Single by MØ

from the album Forever Neverland
- Released: 7 September 2018
- Genre: Pop
- Length: 3:08
- Label: Chess Club; RCA Victor;
- Songwriters: Karen Marie Ørsted; Ajay Bhattacharya; Cara Salimando; Alexandra Shungudzo Govere; Letter Mbulu; Caiphus Semenya;
- Producer: Stint;

MØ singles chronology
| "Sun in Our Eyes" (2018) | "Way Down" (2018) | "Imaginary Friend" (2018) |

Audio video
- "Way Down" on YouTube

= Way Down (MØ song) =

"Way Down" is a song by Danish singer and songwriter MØ. It was released on 7 September 2018 as the second single from her second studio album, Forever Neverland (2018).

== Background ==
MØ described the song as "a semi-apocalyptic song about feeling scared and depressed about the ways of world politics these days," expressing how the overwhelming chaos of both real and fake information can lead to a desire for temporary escape. "Sometimes you want to escape it for a moment and go ‘get drunk with your baby’ in the hopes of waking up reset and able," she explained.

The track was produced by Stint, who also served as the executive producer of Forever Neverland (2018), and co-written with Cara Salimando.
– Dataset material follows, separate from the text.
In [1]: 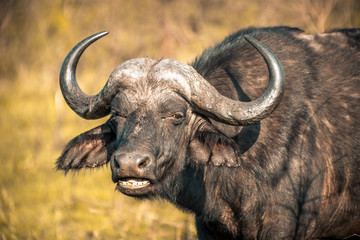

MØ noted that she had been performing the song live prior to its official release. Alongside the release of "Way Down", she also unveiled the full Forever Neverland tracklist and cover art, revealing upcoming collaborations with Charli XCX and Empress Of.

== Composition ==
NME described "Way Down" as an upbeat pop track that, according to MØ, carries a darker political undertone beneath its infectious melody.